The following example shows a response for a binary model:

{
    "Prediction":{
        "details":{
            "PredictiveModelType": "BINARY"
        },
        "predictedLabel": "0",
        "predictedScores":{
            "0": 0.47380468249320984
        }
    }
}

Notice the predictedLabel field that contains the predicted label, in this case 0. Amazon ML computes the predicted label by comparing the prediction score against the classification cut-off:

  • You can obtain the classification cut-off that is currently associated with an ML model by inspecting the ScoreThreshold field in the response of the GetMLModel operation, or by viewing the model information in the Amazon ML console. If you do not set a score threshold, Amazon ML uses the default value of 0.5.

  • You can obtain the exact prediction score for a binary classification model by inspecting the predictedScores map. Within this map, the predicted label is paired with the exact prediction score.

For more information about binary predictions, see Interpreting the Predictions.

The following example shows a response for a regression model. Notice that the predicted numeric value is found in the predictedValue field:

{
    "Prediction":{
        "details":{
            "PredictiveModelType": "REGRESSION"
        },
        "predictedValue": 15.508452415466309
    }
}

The following example shows a response for a multiclass model:

{
    "Prediction":{
        "details":{
            "PredictiveModelType": "MULTICLASS"
        },
        "predictedLabel": "red",
        "predictedScores":{
            "red": 0.12923571467399597,
            "green": 0.08416014909744263,
            "orange": 0.22713537514209747,
            "blue": 0.1438363939523697,
            "pink": 0.184102863073349,
            "violet": 0.12816807627677917,
            "brown": 0.10336143523454666
        }
    }
}

Similar to binary classification models, the predicted label/class is found in the predictedLabel field. You can further understand how strongly the prediction is related to each class by looking at the predictedScores map. The higher the score of a class within this map, the more strongly the prediction is related to the class, with the highest value ultimately being selected as the predictedLabel.

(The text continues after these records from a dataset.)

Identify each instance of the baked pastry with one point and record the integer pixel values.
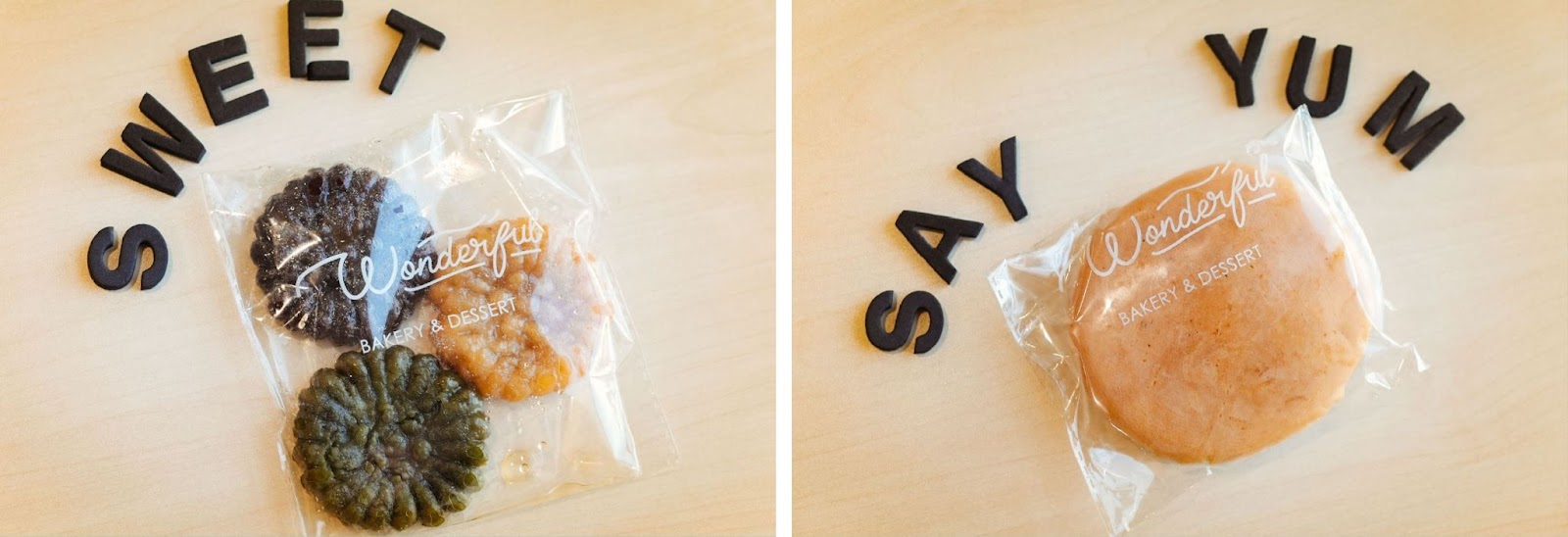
(521, 323)
(310, 245)
(389, 438)
(1215, 315)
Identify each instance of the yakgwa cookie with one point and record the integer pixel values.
(1215, 315)
(524, 322)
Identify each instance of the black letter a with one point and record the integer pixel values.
(951, 228)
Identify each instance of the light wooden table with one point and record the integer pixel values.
(1107, 99)
(140, 412)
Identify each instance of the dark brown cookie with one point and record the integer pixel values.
(310, 250)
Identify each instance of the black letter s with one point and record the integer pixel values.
(137, 237)
(909, 312)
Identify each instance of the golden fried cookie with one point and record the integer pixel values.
(1215, 316)
(525, 319)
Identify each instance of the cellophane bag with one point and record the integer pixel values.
(439, 333)
(1204, 320)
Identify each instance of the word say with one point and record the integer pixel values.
(951, 231)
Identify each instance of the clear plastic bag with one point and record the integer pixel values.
(1211, 317)
(467, 237)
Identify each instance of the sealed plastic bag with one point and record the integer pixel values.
(1204, 320)
(439, 336)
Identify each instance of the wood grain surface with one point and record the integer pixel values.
(143, 412)
(1110, 98)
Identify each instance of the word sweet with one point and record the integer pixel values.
(951, 229)
(1399, 109)
(177, 140)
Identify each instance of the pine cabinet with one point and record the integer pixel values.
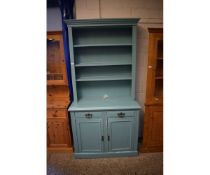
(58, 130)
(56, 68)
(58, 133)
(104, 113)
(153, 118)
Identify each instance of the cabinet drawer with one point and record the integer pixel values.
(121, 114)
(88, 114)
(56, 113)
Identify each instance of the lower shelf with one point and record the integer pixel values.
(106, 154)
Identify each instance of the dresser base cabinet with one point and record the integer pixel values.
(153, 129)
(105, 134)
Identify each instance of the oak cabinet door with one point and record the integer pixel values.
(58, 133)
(153, 129)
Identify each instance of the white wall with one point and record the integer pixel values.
(151, 14)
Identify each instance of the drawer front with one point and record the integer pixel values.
(121, 114)
(56, 113)
(88, 114)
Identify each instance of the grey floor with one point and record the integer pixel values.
(144, 164)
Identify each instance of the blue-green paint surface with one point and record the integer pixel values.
(103, 61)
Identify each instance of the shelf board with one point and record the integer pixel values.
(108, 104)
(102, 64)
(159, 78)
(105, 78)
(102, 45)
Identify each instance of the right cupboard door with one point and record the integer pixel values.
(120, 134)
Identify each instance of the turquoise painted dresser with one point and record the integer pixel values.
(104, 113)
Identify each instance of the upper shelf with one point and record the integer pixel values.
(101, 22)
(89, 37)
(102, 45)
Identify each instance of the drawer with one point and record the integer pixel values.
(121, 114)
(88, 114)
(56, 113)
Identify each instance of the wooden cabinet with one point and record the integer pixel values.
(56, 69)
(58, 130)
(153, 118)
(103, 68)
(153, 129)
(105, 134)
(58, 133)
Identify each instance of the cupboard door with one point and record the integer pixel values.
(58, 133)
(56, 70)
(90, 134)
(155, 69)
(153, 129)
(121, 134)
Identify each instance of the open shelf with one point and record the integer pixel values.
(103, 56)
(84, 37)
(102, 45)
(103, 73)
(103, 90)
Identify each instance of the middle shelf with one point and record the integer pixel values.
(101, 73)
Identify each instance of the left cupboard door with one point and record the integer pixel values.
(90, 134)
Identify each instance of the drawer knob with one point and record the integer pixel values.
(121, 114)
(88, 115)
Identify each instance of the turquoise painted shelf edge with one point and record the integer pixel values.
(101, 22)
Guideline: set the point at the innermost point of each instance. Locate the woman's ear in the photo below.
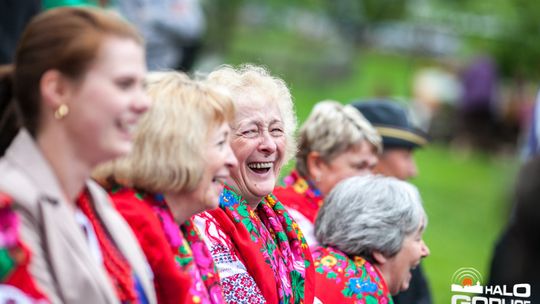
(54, 89)
(314, 165)
(379, 258)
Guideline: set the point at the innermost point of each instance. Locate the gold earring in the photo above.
(61, 111)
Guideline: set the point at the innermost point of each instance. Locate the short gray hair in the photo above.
(248, 78)
(331, 129)
(364, 214)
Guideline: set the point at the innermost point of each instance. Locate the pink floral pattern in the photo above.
(340, 279)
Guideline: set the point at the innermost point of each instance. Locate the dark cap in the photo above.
(393, 124)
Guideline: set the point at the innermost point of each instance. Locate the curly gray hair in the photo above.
(331, 129)
(364, 214)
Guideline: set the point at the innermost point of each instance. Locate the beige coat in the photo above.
(62, 264)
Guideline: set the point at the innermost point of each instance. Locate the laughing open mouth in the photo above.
(260, 168)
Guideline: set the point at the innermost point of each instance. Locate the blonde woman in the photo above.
(259, 251)
(181, 158)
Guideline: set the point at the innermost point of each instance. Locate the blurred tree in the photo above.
(518, 52)
(354, 17)
(222, 18)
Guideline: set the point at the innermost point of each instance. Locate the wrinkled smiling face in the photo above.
(408, 258)
(259, 142)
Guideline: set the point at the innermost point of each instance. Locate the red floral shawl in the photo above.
(300, 195)
(269, 242)
(345, 280)
(15, 258)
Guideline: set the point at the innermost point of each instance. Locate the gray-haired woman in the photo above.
(370, 233)
(335, 142)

For more information about multiclass predictions, see Multiclass Model Insights.

Deleting a Real-Time Endpoint

When you've completed your real-time predictions, delete the real-time endpoint to avoid incurring additional charges. Charges stop accruing as soon as you delete your endpoint.

To delete a real-time endpoint

  1. Sign in to the AWS Management Console and open the Amazon Machine Learning console at https://console.aws.amazon.com/machinelearning/.

  2. In the navigation bar, in the Amazon Machine Learning drop down, choose ML models.

  3. Choose the model that no longer requires real-time predictions.

  4. On the ML model report page, under Predictions, choose Summary.

  5. Choose Delete real-time endpoint.

  6. In the Delete real-time endpoint dialog box, choose Delete.